Lending rates to drop in 2010

Dec 10, 2009

COMMERCIAL bank lending rates are projected to decline next year due to increased competition in the financial sector and a fall in interest rates on government securities, the chairman of the Uganda Bankers Association (UBA) has predicted.

By Sylvia Juuko

COMMERCIAL bank lending rates are projected to decline next year due to increased competition in the financial sector and a fall in interest rates on government securities, the chairman of the Uganda Bankers Association (UBA) has predicted.

“The Central Bank has made an aggressive move to inject liquidity into the market, which has forced down short-term market rates and Treasury Bill and bond rates.

“This will bring down lending rates,” Lamin Manjang said.

The central bank’s 91-day Treasury Bill rate is currently at 6.06%, while the bank rate, the rate at which commercial banks borrow from the Central Bank, is at 10.13%.

“I cannot predict a particular rate, but I can talk about the direction of the rates,” Manjang said in an interview recently.

He added that increased competition among banks and the setting up of the Credit Reference Bureau (CRB) were also expected to orchestrate the lowering of lending rates.

“With new banks licensed, there has been more competition for deposits and loans. That has put pressure on interest rates in the market.

“The CRB will allow us distinguish good borrowers from the bad borrowers. Those with very good credit history, clearly have an advantage in terms of getting better rates,” he explains.

Other macro-economic indicators like inflation, which has reduced to 12% as at the end of November, will bode well for lower interest rates.

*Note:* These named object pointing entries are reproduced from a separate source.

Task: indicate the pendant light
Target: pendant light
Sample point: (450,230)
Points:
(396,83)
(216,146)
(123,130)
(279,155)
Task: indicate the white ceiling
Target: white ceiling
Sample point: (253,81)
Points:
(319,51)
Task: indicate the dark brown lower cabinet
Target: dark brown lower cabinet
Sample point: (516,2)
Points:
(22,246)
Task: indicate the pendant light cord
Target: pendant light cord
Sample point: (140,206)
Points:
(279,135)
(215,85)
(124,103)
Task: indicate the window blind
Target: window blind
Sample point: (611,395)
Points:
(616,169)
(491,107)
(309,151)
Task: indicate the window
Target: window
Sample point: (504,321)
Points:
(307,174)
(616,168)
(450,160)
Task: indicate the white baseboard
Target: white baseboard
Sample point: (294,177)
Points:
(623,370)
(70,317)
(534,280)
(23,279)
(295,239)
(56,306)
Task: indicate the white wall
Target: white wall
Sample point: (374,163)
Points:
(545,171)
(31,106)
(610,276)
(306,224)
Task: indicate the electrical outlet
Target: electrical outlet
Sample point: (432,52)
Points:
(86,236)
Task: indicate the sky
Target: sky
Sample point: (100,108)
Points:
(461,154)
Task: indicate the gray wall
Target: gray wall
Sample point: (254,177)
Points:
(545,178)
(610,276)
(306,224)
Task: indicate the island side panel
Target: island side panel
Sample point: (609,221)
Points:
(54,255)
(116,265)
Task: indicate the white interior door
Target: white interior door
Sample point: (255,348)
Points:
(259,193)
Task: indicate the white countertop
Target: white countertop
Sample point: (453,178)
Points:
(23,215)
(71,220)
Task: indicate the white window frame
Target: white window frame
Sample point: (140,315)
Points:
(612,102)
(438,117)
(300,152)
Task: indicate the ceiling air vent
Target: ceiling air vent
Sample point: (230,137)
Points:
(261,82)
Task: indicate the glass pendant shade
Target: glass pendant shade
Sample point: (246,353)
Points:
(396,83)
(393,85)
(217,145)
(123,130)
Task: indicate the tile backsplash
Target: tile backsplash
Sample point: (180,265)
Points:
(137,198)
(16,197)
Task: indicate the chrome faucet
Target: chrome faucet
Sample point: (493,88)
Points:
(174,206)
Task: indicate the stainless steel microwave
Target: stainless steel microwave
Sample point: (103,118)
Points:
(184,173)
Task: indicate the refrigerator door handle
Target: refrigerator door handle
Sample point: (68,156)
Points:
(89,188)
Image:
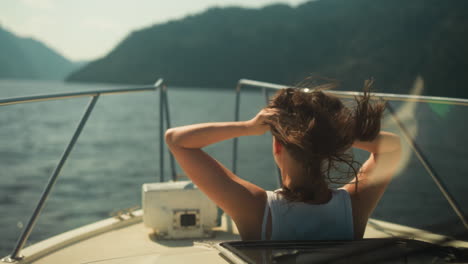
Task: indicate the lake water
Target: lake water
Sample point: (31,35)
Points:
(118,152)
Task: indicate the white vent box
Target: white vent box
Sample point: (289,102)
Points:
(177,210)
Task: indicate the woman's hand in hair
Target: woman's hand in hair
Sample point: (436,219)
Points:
(257,125)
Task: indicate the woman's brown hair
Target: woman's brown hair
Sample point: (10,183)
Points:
(318,130)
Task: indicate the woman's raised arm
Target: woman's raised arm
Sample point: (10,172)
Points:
(373,177)
(242,200)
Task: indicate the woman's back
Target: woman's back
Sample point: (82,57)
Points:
(303,221)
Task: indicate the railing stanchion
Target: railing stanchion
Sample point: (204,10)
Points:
(37,211)
(429,168)
(161,136)
(236,118)
(168,125)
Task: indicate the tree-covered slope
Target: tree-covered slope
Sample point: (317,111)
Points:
(392,41)
(26,58)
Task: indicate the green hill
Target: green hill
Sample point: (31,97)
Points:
(26,58)
(392,41)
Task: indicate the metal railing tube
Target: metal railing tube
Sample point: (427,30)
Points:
(429,168)
(236,118)
(168,125)
(161,135)
(32,221)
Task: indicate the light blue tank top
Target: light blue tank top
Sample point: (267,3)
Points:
(302,221)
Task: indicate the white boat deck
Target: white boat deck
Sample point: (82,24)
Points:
(129,241)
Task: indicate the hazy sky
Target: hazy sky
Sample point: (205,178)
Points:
(88,29)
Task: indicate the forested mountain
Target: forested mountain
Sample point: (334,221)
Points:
(350,40)
(26,58)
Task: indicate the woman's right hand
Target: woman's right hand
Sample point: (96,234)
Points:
(257,125)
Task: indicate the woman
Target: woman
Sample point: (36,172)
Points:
(312,135)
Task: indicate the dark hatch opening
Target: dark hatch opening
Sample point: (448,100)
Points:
(188,220)
(379,250)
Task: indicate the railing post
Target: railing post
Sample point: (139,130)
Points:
(168,125)
(443,189)
(161,135)
(15,255)
(236,118)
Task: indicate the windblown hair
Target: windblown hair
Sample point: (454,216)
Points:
(318,130)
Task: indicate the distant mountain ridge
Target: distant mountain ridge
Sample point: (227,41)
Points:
(26,58)
(392,41)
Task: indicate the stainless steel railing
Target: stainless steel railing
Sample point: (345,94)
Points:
(163,116)
(406,135)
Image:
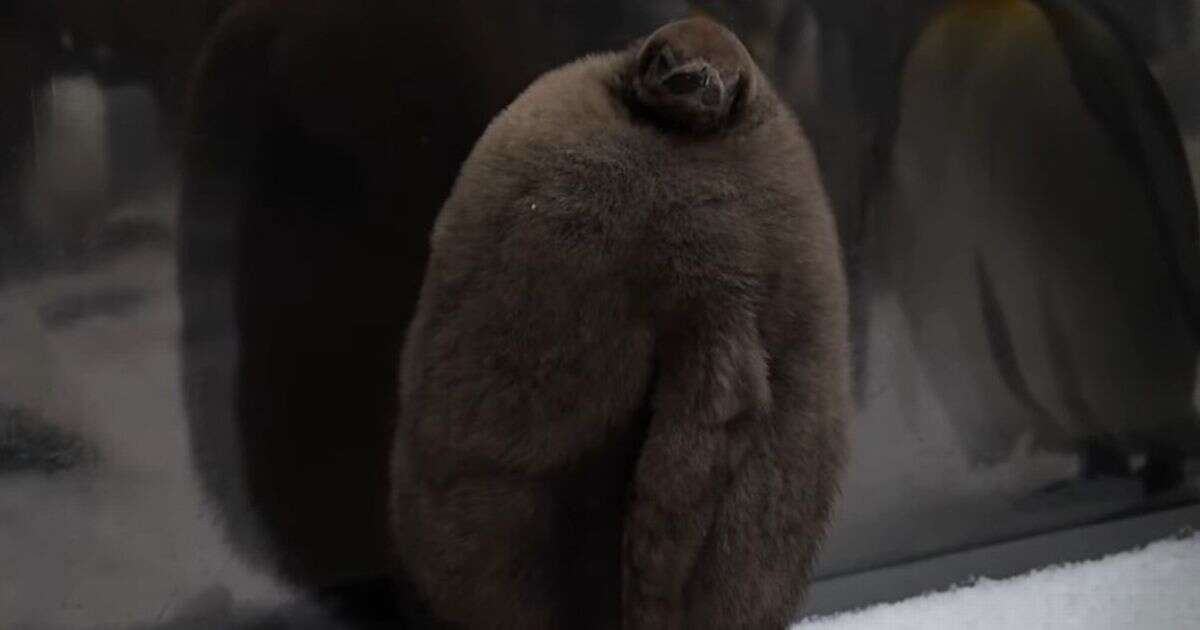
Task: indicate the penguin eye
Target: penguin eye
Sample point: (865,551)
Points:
(685,82)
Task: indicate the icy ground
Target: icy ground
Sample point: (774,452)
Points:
(1157,587)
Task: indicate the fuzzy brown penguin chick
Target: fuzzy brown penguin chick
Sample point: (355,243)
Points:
(624,387)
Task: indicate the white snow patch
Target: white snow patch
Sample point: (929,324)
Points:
(1157,587)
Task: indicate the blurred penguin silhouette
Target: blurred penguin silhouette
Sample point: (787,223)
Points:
(1043,240)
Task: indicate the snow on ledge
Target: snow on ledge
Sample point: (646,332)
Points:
(1156,587)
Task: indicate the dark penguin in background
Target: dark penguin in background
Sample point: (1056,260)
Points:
(624,385)
(1043,240)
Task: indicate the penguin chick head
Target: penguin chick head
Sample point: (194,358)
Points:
(693,75)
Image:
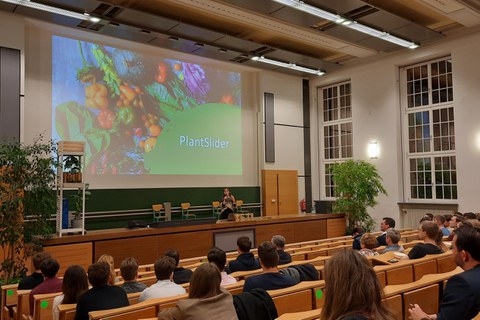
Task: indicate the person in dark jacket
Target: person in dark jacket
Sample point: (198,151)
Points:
(357,234)
(279,242)
(245,260)
(180,274)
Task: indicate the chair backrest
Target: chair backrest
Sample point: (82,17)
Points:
(157,207)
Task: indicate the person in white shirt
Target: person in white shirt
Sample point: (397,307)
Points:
(165,287)
(218,257)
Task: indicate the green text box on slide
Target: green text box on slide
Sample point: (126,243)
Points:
(204,140)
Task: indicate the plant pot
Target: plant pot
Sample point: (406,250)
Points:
(76,223)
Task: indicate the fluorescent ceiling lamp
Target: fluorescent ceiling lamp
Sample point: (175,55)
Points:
(288,65)
(63,12)
(299,5)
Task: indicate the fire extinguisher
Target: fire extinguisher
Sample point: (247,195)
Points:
(303,205)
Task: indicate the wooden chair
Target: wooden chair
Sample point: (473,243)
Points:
(185,210)
(158,212)
(216,209)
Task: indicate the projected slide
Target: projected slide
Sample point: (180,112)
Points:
(141,114)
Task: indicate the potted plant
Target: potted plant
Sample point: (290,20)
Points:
(77,201)
(73,169)
(357,184)
(27,178)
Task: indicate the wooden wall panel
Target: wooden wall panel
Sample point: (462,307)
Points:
(66,255)
(269,193)
(144,249)
(336,227)
(192,244)
(288,192)
(265,232)
(308,230)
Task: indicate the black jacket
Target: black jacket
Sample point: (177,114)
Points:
(244,262)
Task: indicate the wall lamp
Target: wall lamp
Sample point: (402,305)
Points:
(373,150)
(300,5)
(44,7)
(286,65)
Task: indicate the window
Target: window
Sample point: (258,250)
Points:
(337,129)
(429,111)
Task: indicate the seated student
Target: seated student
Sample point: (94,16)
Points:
(386,223)
(36,277)
(368,242)
(218,257)
(357,291)
(129,271)
(357,234)
(283,257)
(245,260)
(51,284)
(207,300)
(461,296)
(75,283)
(101,296)
(440,221)
(108,259)
(271,278)
(393,237)
(165,287)
(180,274)
(428,232)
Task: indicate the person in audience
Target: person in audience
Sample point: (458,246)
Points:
(36,277)
(368,242)
(454,223)
(357,234)
(470,215)
(75,283)
(180,274)
(108,259)
(393,237)
(279,242)
(129,272)
(101,296)
(51,283)
(271,278)
(206,298)
(386,223)
(461,296)
(428,232)
(165,287)
(440,221)
(245,260)
(352,289)
(448,217)
(218,257)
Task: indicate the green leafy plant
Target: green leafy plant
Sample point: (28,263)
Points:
(357,185)
(27,178)
(77,201)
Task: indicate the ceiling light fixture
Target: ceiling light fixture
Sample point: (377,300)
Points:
(286,65)
(44,7)
(299,5)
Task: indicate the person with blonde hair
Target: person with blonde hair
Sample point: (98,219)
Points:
(352,289)
(108,259)
(368,242)
(206,299)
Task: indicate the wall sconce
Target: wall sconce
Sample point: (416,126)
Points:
(373,150)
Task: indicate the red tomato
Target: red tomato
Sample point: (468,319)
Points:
(106,119)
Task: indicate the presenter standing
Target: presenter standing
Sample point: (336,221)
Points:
(228,203)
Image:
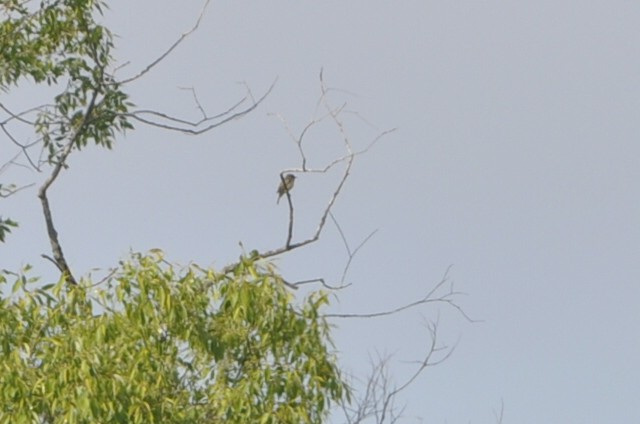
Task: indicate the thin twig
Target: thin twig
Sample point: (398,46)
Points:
(171,48)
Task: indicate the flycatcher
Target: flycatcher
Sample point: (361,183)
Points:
(285,185)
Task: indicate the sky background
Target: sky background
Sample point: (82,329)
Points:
(516,162)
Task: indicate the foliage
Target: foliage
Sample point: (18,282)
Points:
(59,42)
(5,227)
(157,344)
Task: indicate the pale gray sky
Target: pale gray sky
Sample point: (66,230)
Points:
(516,160)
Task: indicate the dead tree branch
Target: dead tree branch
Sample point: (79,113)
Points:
(171,48)
(378,400)
(332,113)
(448,298)
(203,125)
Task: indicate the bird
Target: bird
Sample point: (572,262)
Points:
(286,185)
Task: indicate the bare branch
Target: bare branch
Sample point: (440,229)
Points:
(171,48)
(447,298)
(56,248)
(334,114)
(192,127)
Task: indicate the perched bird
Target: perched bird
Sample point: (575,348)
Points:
(285,185)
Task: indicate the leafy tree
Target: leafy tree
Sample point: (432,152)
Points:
(169,345)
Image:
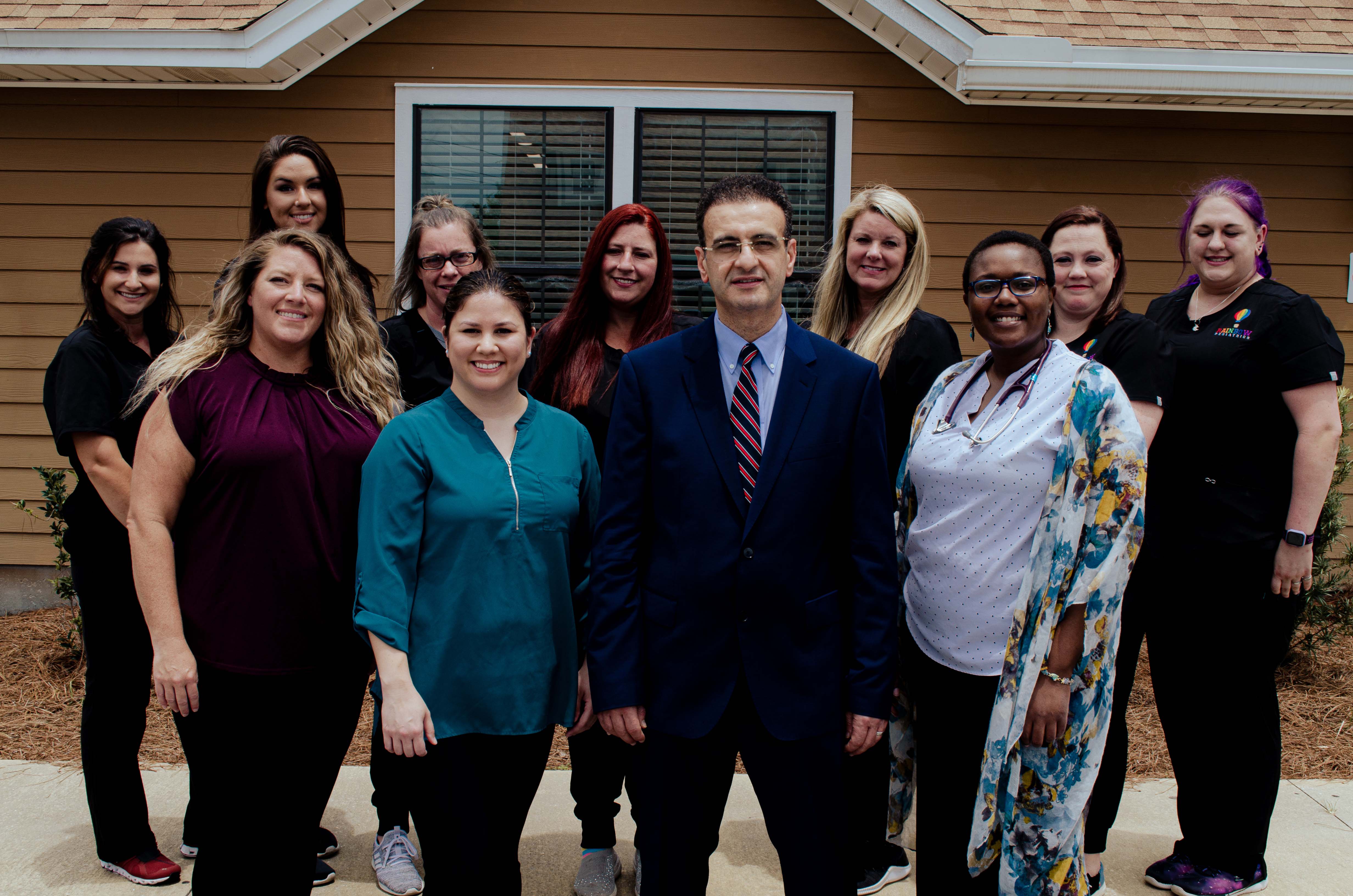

Commercial banks have in the past been criticised for charging high rates, but they argue that bringing rates down will be a collective action by the Government, commercial banks and individual borrowers.

Analysts say lending rates are a reflection of unsustainable levels of the budget deficit and high cost of doing business in the country. These include utility, security, fraud and other risks, which have to be covered by high returns.

Manjang said the financial sector had continued to grow in 2009 and weathered the effect of the global economic recession.

“As evidenced by the global financial crisis, a sick banking sector is contagious and affects all other sectors in the economy.

“That’s why what started as a global financial crisis, quickly degenerated into a global economic crisis that affected all economies in the world. Uganda’s banking system was not exposed to the toxic assets and it wasn’t adversely affected,” he explained.

He noted that the sector had to contend with a skills gap and the threat of fraud.

“UBA has challenges like the threat of fraud and forgeries in the banking industry. Fraud affects confidence in the industry and UBA is alert to this growing threat.”

“We organised a workshop for all managers in commercial banks to discuss and agree on ways to battle this threat.

“We need support of all stakeholders, including the Police, to ensure all suspects are prosecuted successfully to act as a deterrent to other fraudsters,” said Manjang.